Still, we struggle to detach ourselves from the pervasive cultural narrative that we need meat. The standard American diet is synonymous with huge portions of meat, and many Americans consider a meal without it un-thinkable. This perception is unsurprising given that the USDA dietary guidelines do more to promote corporate interests than human health, and messaging campaigns funded by the government via check-off programs have been wildly successful in convincing Americans to increase consumption of animal products. Perhaps there’s no stronger evidence of the success of these efforts than the aforementioned use of the DPA, which fortifies the myth of the necessity of animal protein into law.

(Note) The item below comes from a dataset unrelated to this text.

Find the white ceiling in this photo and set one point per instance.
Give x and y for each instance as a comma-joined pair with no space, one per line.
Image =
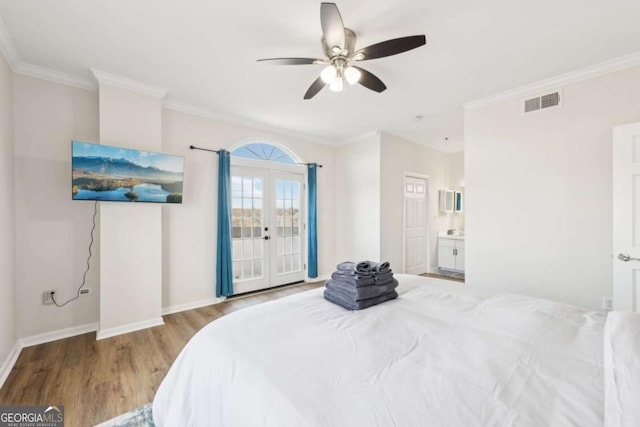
204,52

The pandemic has revealed our food and agricultural system to be cumbersome, unadaptable, unsafe, and unethical. The responses to the impact of COVID-19 on that system have been mere mitigation measures, simply shoring up the existing state of affairs. The current crisis, however, presents us with the opportunity to rethink how we relate to, produce, and consume food, and then to transform our food system radically. Such an examination should start with redefining what is truly “essential” regarding food and taking stock of all the costs of intensively raising animals for food. Meat, especially in the vast quantities produced in the US, is not essential. What is essential is a resilient, sustainable, and democratic food system that provides healthful food, offers safe and meaningful work, treats animals as sentient beings, and involves agricultural practices that conserve and sustain natural resources. The forms that such a system can take are myriad and no one agricultural model is a cure-all.

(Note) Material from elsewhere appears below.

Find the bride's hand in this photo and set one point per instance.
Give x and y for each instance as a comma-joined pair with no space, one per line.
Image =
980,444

Likewise, in the face of global climate change, we must acknowledge that our real needs are radically different from how we have been accustomed to think of them. We need food systems that are flexible and responsive, that reduce greenhouse gas emissions, that foster human health, that cultivate ecological, biological, and socio-cultural diversity, and that restore environmental integrity, especially in anticipation of climate instability and the resultant serious environmental problems. The work of organizations like Soul Fire Farm, which not only farms in ecological regenerative ways that sequester carbon but also prioritizes racial justice through mentorship and care for the local community, is a model. Policy changes are also necessary to address structural injustice and support the work of such organizations. One key move is to redirect agricultural subsidies from agribusiness, especially commodity crops and animal agriculture, to farmers using carbon neutral and carbon negative practices.
The global pandemic has highlighted all the ways in which our current food system is failing: instead of pouring more resources into a harmful food system and bolstering the profits of big agribusiness, we need a food system that serves the interests of the people from farm and factory to the table.